Frisbeetarianism

When Your Beliefs Are Not Open to Change

George Carlin defines Frisbeetarianism as the belief that, when you die, your soul goes up on the roof and gets stuck there. But there is a version of Frisbeetarianism that affects us while we are still alive. All too many of us treat our values as fixed in place, impervious to all attempts to change them. Are facts contrary to your values? Well, then, adhere to “alternative facts,” or, as I call them, lies.

I remember years ago going to a coffee shop in Cambria, California, for lunch. At the next table were a couple of ranchers discussing how Rush Limbaugh was such a God-fearing man.
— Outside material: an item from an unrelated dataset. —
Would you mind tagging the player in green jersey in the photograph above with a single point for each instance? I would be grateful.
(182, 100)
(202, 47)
Did these ranchers care to know that their beloved Rushbo goes to the Dominican Republic loaded with Viagra to have his way with loose women? Or that he has had problems of addiction to Oxycontin, the so-called “Hillbilly Heroin” that is an opioid? And that’s only the beginning.

These men would be offended if I brought up any of these points. Why? Because they conflict with their beliefs and values.

We all have beliefs that affect our behavior. That’s why I get my news from CNN and NBC rather than Breitbart. Oh, occasionally I look at Breitbart.Com, though it fails to move me in any positive way. But I have changed my political affiliation lately to Independent, because the last several elections have soured me on the Democrats, thus changing voting behavior that goes back to the election of 1968. I also look warily at Progressives of the “Brie and Chablis” variety that populate West Los Angeles.

The point is that my beliefs are still in flux. What used to be a wide paved road has become for me a pitted dirt path that can lead me into making horrendous and immoral decisions. I consider myself a person who is still evolving.

And by no means do I wish to sail onto the roof and get stuck there.